The Architect: Autonomous Development Lifecycle Layer for Agentic AI Coding Tools
The Story
I spent three months watching AI coding agents fail quietly, not catastrophically. Agents would declare success after writing two files but leave broken test suites behind. They rewrote the same function multiple times because the retry attempts lacked memory of previous failures.

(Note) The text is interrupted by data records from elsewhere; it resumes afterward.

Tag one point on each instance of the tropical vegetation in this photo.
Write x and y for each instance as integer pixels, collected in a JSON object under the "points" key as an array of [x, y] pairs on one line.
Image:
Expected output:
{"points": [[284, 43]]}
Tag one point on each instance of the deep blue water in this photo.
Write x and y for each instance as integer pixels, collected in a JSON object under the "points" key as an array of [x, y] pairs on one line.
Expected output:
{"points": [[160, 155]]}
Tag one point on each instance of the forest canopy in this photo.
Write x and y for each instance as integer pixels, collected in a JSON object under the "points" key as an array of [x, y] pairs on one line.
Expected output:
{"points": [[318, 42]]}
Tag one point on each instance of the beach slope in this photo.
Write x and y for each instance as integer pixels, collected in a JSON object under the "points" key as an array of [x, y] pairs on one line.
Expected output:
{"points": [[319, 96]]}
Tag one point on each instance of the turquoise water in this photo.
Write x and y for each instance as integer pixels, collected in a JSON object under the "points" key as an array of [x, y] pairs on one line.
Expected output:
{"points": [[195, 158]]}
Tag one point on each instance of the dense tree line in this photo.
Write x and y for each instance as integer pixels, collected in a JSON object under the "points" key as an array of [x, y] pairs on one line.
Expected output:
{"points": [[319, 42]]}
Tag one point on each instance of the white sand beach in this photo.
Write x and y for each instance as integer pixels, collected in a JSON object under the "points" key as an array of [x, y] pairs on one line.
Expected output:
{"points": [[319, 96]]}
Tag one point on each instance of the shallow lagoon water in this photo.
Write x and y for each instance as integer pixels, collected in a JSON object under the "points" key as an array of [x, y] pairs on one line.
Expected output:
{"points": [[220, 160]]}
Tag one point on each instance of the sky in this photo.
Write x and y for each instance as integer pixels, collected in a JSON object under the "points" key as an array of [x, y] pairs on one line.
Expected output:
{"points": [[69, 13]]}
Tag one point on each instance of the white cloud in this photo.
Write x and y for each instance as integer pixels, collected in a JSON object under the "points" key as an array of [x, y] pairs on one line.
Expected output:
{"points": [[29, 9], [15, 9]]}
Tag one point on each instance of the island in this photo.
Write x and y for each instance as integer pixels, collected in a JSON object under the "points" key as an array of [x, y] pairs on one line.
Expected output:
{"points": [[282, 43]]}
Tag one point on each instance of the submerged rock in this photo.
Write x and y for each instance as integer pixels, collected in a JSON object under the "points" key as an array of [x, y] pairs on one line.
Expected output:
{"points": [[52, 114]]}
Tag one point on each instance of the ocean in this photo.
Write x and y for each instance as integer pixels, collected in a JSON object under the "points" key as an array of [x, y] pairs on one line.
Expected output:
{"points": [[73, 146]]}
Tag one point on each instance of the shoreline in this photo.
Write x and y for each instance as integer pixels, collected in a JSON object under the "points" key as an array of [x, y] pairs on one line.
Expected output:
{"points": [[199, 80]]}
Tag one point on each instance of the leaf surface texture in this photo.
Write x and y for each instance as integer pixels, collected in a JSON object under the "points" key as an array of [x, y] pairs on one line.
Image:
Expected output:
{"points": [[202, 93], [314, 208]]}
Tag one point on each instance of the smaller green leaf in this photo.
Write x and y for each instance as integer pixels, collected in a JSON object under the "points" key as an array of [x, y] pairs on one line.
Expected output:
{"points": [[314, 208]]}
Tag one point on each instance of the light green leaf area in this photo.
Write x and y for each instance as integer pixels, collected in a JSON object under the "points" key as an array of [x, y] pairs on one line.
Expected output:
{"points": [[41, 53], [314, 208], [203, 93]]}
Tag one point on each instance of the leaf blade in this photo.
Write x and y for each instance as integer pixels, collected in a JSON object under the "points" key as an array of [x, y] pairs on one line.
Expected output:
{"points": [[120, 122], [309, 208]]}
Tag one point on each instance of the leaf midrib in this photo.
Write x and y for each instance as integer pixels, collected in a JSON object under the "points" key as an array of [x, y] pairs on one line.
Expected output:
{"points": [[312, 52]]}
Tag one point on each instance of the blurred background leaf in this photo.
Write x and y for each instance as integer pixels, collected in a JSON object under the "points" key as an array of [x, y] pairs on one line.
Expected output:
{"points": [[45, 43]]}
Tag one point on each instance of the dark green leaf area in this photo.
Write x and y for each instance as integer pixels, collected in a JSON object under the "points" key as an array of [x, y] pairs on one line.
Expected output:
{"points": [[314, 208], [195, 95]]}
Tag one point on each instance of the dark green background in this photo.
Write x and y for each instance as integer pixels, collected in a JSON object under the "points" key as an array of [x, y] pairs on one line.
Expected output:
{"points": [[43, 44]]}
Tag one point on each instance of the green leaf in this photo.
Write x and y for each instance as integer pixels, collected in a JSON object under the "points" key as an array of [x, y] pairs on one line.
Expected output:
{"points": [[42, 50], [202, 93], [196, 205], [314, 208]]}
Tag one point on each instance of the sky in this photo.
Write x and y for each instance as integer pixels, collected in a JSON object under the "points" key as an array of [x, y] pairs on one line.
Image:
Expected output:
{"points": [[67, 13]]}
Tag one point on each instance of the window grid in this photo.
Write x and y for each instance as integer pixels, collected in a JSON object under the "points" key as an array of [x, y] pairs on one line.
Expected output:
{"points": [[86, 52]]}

They stalled, token-burning at 11pm, waiting for a human to rescue them. I was building production-grade agentic systems—you can't babysit every run. The agents wrote code well but never finished the job.
So I built The Architect. This open-source autonomous development lifecycle layer wraps your AI coding CLI and adds what’s missing: planning, completion verification, retries with memory, quality review, and persistent project intelligence. It’s provider-agnostic—supporting Claude Code CLI, Codex CLI, and OpenCode CLI. Available on PyPI, The Architect’s build 10042 is the honest count of autonomous operations taken to stabilise it.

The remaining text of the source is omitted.